Even if you didn’t know going in that Patricia Rozema’s Mouthpiece is an adaptation of a play (by writers/stars Amy Nostbakken and Norah Sadava), it wouldn’t take you long to guess as much. Characters here don’t talk; they opine, reflect and declare like only characters in the most self-conscious theater pieces do.
Nostbakken and Sadava play sisters, so in sync that they share one bicycle and sleep in the same bed. Only a few minutes into Mouthpiece, they learn that their mother has suddenly died. The rest of the film is occupied with them preparing for the funeral and trying to compose a fitting eulogy for a woman about whom they have very complicated feelings.
There’s something else going on in Mouthpiece that I’m not telling you, though, because Rozema (whose most recent feature was 2015’s thorny and well-observed Into the Forest) would prefer you figure it out at your own pace. It will have to suffice for me to say that the movie’s clever conceit is not nearly as clever as it thinks it is. Mouthpiece is even more exhausting when you add in its structure, where “what happened at Christmas” is constantly evoked by present day characters while we wait for the flashbacks to catch up and reveal what they’re talking about.
It’s a shame, really, because that scene, when we finally reach it, is among the film’s strongest. Nostbakken and Sadava bring some compelling observations about the way that modern day feminists and other progressives reckon with the more traditional figures that, in this case literally, gave birth to them. When Nostbakken’s character accuses the mother (Maev Beaty) of having wasted her whole life, it’s easy to see why she feels that way; yet how can it be true if that life made the accuser’s possible?
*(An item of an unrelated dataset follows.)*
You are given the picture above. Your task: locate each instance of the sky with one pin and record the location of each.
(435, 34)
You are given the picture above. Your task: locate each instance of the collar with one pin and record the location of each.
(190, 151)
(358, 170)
Beaty’s performance is a good one but, unfortunately, the screenplay allows her to reveal far less about the mother than what the sisters project onto her.
Not having seen the original stage production, I can only speculate about what Rozema brought to her adaptation. But the film’s most intriguing ideas are purely visual ones. In shot after shot, we notice billboards and other advertisements in the background, highlighting the ways we are both terrified and fascinated by the specter of female aging and death. Like the ideal version of their mother these sisters carry in their heads, there’s a better version of Mouthpiece that was never uncovered.